Groups of five male and five female rats and mice were fed diets containing 0, 300, 800, or 2,500 ppm 4-methylimidazole (equivalent to average daily doses of approximately 30, 80, or 220 mg/kg for rats and 65, 170, or 500 mg/kg for mice) for 15 days. In the 4-methylimidazole studies, all animals survived to the end of the studies, and there were no significant differences in mean body weights, clinical findings, organ weights, or gross or microscopic lesions between exposed and control groups. Groups of 10 male and 10 female rats and mice were fed diets containing 0, 625, 1,250, 2,500, 5,000, or 10,000 ppm 2- or 4-methylimidazole (equivalent to average daily doses of approximately 40, 80, 160, 300, or 560 mg/kg 2- or 4-methylimidazole to rats; and 100, 165, 360, 780, or 1,740 mg/kg 2-methylimidazole or 100, 240, 440, 915, or 1,840 mg/kg 4-methylimidazole to male mice; and 90, 190, 400, 800, or 1,860 mg/kg 2-methylimidazole or 110, 240, 540, 1,130, or 3,180 mg/kg 4-methylimidazole to females) for 14 weeks. All animals survived to the end of the 14-week 2-methylimidazole studies. Compared to the controls, the mean body weights were significantly decreased in groups of male rats and mice exposed to 2,500 ppm or greater and in 5,000 and 10,000 ppm female rats and mice.

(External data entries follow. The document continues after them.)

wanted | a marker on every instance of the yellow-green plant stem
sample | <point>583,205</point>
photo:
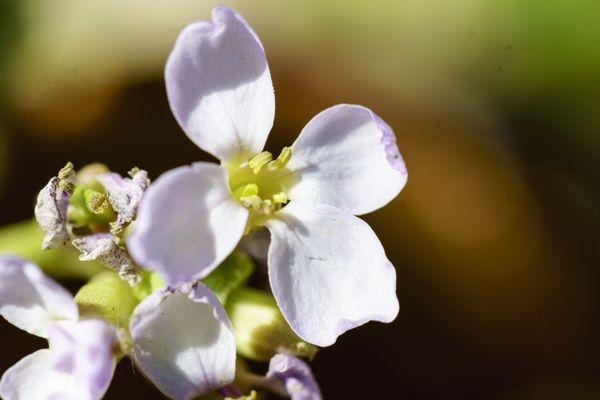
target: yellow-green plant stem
<point>25,239</point>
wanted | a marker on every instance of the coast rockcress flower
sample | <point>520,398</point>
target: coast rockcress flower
<point>327,268</point>
<point>80,360</point>
<point>180,337</point>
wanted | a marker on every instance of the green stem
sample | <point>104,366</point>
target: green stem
<point>25,239</point>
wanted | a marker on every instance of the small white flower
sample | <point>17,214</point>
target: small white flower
<point>327,268</point>
<point>79,362</point>
<point>181,339</point>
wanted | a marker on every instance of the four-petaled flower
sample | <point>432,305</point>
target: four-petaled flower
<point>327,268</point>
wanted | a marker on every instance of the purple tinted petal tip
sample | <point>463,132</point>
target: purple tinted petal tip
<point>388,141</point>
<point>296,376</point>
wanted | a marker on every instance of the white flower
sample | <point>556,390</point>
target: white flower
<point>79,362</point>
<point>181,339</point>
<point>327,268</point>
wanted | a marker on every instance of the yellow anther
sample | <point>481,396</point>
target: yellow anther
<point>260,160</point>
<point>252,201</point>
<point>282,159</point>
<point>250,189</point>
<point>267,207</point>
<point>280,198</point>
<point>67,171</point>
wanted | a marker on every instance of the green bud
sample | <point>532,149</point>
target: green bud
<point>88,175</point>
<point>259,327</point>
<point>107,296</point>
<point>231,274</point>
<point>89,206</point>
<point>150,282</point>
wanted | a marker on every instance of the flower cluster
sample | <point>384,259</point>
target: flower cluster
<point>175,297</point>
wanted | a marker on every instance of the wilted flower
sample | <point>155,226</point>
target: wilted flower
<point>327,268</point>
<point>81,207</point>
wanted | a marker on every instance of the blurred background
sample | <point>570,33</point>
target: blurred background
<point>496,107</point>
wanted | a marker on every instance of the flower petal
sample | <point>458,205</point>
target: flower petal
<point>51,214</point>
<point>104,248</point>
<point>84,350</point>
<point>188,223</point>
<point>34,377</point>
<point>183,341</point>
<point>347,157</point>
<point>219,86</point>
<point>29,299</point>
<point>328,272</point>
<point>124,195</point>
<point>295,375</point>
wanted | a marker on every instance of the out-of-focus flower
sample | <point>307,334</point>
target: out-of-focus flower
<point>180,337</point>
<point>327,268</point>
<point>287,376</point>
<point>80,361</point>
<point>183,341</point>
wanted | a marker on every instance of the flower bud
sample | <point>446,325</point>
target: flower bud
<point>107,296</point>
<point>260,329</point>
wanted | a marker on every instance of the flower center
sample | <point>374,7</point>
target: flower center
<point>260,184</point>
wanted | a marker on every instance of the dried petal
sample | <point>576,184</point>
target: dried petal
<point>51,214</point>
<point>124,195</point>
<point>104,248</point>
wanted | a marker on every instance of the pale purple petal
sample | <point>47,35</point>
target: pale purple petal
<point>346,157</point>
<point>35,378</point>
<point>328,272</point>
<point>187,224</point>
<point>183,341</point>
<point>85,350</point>
<point>219,86</point>
<point>296,377</point>
<point>29,299</point>
<point>51,214</point>
<point>124,195</point>
<point>104,248</point>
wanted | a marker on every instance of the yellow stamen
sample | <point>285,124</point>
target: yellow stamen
<point>260,160</point>
<point>282,159</point>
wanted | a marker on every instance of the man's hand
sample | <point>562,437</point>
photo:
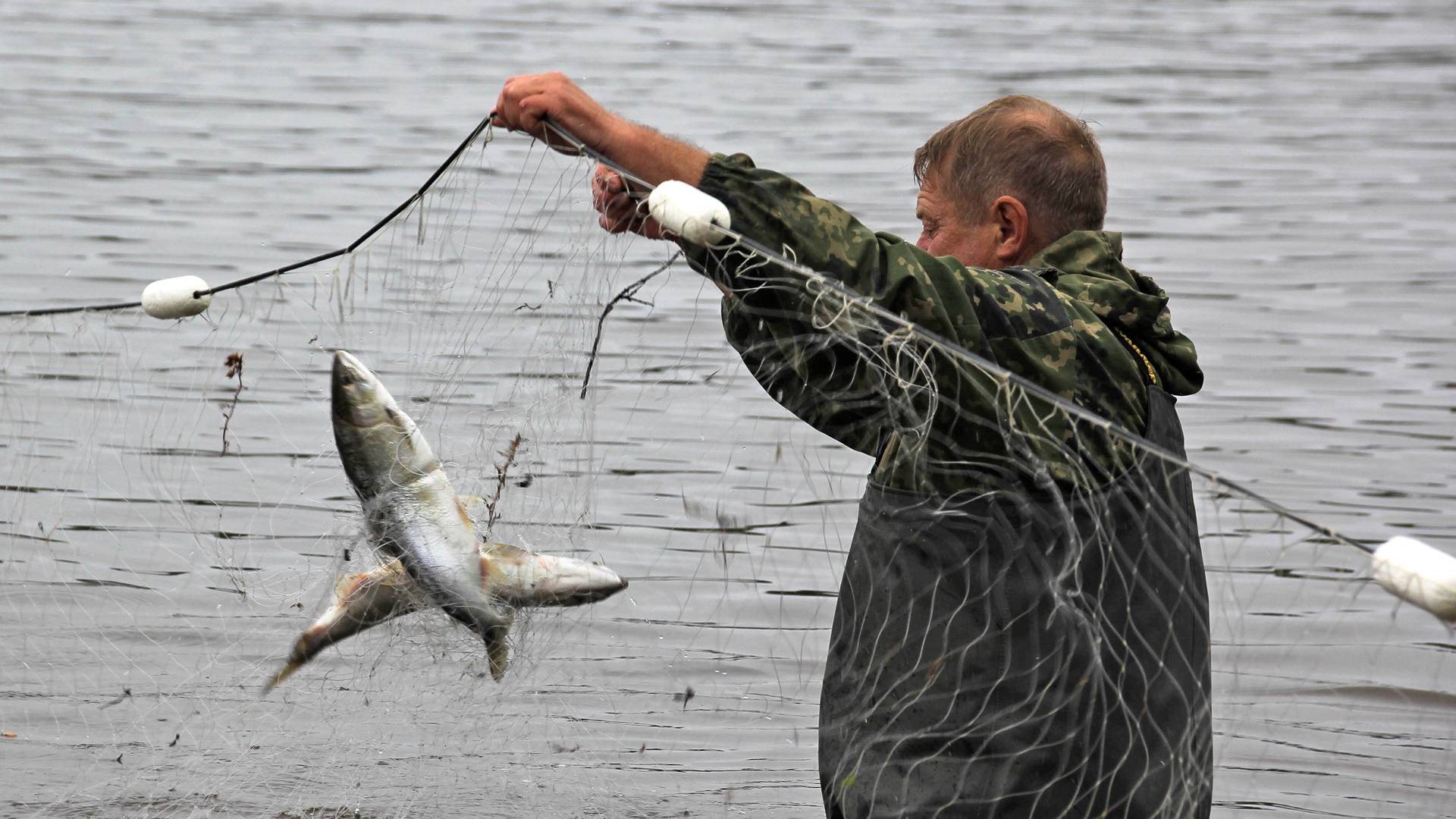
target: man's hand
<point>528,101</point>
<point>619,209</point>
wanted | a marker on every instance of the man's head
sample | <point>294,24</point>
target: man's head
<point>1006,181</point>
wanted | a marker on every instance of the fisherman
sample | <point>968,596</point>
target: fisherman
<point>1015,635</point>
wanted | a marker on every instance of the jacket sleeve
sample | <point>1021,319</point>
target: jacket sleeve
<point>824,365</point>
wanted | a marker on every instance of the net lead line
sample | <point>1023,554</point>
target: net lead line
<point>990,368</point>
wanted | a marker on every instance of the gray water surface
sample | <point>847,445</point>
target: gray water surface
<point>1286,171</point>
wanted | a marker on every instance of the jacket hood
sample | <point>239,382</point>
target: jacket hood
<point>1088,267</point>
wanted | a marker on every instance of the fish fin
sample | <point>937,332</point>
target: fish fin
<point>498,649</point>
<point>277,679</point>
<point>303,651</point>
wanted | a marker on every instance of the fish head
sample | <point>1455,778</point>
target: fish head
<point>381,447</point>
<point>523,577</point>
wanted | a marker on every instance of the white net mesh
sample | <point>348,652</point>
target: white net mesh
<point>153,580</point>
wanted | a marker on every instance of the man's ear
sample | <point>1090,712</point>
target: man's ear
<point>1012,231</point>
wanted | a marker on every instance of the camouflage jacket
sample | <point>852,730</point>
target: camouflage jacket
<point>1075,319</point>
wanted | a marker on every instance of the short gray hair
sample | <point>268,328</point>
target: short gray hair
<point>1025,148</point>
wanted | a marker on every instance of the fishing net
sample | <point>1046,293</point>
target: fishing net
<point>177,515</point>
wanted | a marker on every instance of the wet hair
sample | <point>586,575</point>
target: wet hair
<point>1024,148</point>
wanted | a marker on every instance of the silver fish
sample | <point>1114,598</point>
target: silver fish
<point>416,519</point>
<point>516,576</point>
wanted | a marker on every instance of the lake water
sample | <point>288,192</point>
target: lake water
<point>1286,171</point>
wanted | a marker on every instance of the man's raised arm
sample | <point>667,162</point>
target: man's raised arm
<point>529,99</point>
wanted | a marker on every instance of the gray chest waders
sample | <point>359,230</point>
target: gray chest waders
<point>1014,656</point>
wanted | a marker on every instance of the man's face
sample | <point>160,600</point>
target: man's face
<point>948,232</point>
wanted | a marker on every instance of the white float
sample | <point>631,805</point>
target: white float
<point>1419,575</point>
<point>689,213</point>
<point>172,297</point>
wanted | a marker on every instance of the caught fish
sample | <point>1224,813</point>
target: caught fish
<point>416,519</point>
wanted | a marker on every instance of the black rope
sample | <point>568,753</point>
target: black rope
<point>256,278</point>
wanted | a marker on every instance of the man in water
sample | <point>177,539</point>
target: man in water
<point>1022,626</point>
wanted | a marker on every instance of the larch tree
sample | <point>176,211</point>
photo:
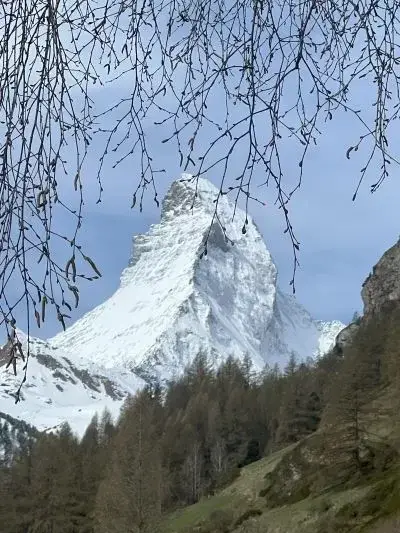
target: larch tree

The in vitro effects of 4-methylimidazole (4-MEI) (5 uM-20 mM) on cerebral glutamate decarboxylase (GAD) activity and (in concentrations up to 50 mM) on binding of [(3)H]GABA to cerebral GABA receptors were tested in brain tissue from B6D2 mice. 4MeI in concentrations of 2 mM and above did inhibit GAD activity significantly in vitro, but glutamate and GABA concentrations in mouse brains after lethal 4MeI poisoning were not significantly different from control values. Binding of [(3)H]GABA to cerebral GABA receptors in vitro was significantly inhibited only at 4MeI concentrations of 5 mM and above.